You like to lean on policy as a talking point.
No. theprestige (and myself, and many others) like to lean on policy because that's what has actual consequences, and we care about actual consequences.
Ok, clean pool. But the problem with policy is that it dumbs down the complexities of the human experience into drawing one-size-fits-all lines. The perfect everyday example is transforming into legal adult on your 18th birthday. Nothing changes, but policy intentionally dumbs it down to uselessness for the kind of nuanced discussion we are having here.
Nothing changes? Of course something changes. Age changes.
Now, in the case of age, you can argue that age shouldn't be what we really care about. We really care about things like responsibility, competence, etc., and that age is an imperfect proxy for these other much more complex factors. Which is true: these things correlate to age, but not perfectly, so that some people could be ready at a younger age and some at an older age. But age is, practically speaking, the best proxy for these things that we have which doesn't produce more problems than it solves. Thus, we use age anyways, imperfect though it may be. Do you have a better suggestion?

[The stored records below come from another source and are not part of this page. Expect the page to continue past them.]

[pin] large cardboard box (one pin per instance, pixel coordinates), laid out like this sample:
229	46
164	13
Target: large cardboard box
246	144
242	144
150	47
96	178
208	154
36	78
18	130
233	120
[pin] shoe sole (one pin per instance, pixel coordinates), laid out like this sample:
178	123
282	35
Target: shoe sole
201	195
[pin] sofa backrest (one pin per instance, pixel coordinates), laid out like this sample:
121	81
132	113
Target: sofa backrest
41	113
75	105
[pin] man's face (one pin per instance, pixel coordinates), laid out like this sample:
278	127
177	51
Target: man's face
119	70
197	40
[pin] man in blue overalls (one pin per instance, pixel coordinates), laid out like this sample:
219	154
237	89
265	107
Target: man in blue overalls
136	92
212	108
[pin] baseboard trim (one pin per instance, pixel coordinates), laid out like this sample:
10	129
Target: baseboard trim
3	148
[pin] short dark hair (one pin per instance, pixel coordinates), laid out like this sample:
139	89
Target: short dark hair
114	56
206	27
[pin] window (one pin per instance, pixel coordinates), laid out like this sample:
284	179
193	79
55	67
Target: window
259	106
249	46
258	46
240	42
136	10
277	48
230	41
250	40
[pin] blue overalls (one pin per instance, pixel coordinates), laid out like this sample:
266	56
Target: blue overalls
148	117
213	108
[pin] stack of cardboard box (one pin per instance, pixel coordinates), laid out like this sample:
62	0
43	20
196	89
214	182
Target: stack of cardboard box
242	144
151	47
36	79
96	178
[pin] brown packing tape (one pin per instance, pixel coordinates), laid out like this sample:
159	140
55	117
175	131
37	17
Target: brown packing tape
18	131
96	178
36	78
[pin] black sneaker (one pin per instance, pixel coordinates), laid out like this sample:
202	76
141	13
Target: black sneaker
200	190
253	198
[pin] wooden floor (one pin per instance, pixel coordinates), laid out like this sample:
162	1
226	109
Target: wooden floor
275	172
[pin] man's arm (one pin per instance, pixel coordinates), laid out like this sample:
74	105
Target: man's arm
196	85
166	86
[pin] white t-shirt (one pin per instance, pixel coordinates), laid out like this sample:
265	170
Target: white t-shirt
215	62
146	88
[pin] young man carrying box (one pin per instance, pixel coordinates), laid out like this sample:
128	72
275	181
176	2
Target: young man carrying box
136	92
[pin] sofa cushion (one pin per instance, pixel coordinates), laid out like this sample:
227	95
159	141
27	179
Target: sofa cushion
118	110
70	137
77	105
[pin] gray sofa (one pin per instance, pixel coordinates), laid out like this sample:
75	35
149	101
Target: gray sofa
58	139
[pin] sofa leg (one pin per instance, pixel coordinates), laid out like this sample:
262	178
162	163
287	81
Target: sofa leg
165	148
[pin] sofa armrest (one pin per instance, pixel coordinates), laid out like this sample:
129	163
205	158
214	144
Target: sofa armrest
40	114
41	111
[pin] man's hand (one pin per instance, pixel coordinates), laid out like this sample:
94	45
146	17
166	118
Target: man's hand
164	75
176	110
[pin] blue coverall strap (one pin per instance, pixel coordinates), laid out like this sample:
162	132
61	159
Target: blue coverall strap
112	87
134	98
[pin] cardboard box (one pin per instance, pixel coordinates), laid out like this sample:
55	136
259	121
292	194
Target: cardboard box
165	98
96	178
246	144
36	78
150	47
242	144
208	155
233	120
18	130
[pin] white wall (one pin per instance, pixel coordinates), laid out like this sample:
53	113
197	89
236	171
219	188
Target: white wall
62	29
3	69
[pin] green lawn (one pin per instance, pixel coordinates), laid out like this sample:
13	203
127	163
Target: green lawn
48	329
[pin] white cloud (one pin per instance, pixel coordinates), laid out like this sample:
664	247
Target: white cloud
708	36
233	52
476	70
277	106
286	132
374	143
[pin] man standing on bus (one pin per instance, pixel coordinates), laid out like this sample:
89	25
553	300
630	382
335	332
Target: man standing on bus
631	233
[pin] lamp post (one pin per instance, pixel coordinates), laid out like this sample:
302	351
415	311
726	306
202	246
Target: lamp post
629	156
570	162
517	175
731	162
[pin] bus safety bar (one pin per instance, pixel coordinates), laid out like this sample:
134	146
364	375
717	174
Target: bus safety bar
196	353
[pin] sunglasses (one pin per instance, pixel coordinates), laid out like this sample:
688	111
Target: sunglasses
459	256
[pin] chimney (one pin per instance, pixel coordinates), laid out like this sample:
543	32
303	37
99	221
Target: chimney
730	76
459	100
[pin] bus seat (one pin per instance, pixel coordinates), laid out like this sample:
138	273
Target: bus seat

It sounds like you're claiming that we're trying to use sex as a proxy for other factors, just like age is used as a proxy, but that sex doesn't capture these other factors very well. That's a logical enough claim which I think has some merit, but let's examine that argument in more detail. Yes, sex is a proxy for a LOT of stuff that you might care about. But what, to your mind, are these other factors? And do you think gender is a better proxy than sex for these other factors? Why? From a policy perspective (because again, policy has consequences), we CANNOT write policy based on in-depth complex factors that are hard to access and evaluate. We often MUST use proxies like age for purely practical reasons. And should gender (which, under your definition, cannot be assessed in any objective way even if you think it exists objectively) actually be substituted for sex as a better proxy? Is there any better proxy than sex? Because I don't think there is a better proxy. I think sex is the best practical distinguisher for doing things like segregating sports or bathrooms or changing rooms. I think gender is a far inferior distinguisher for these purposes.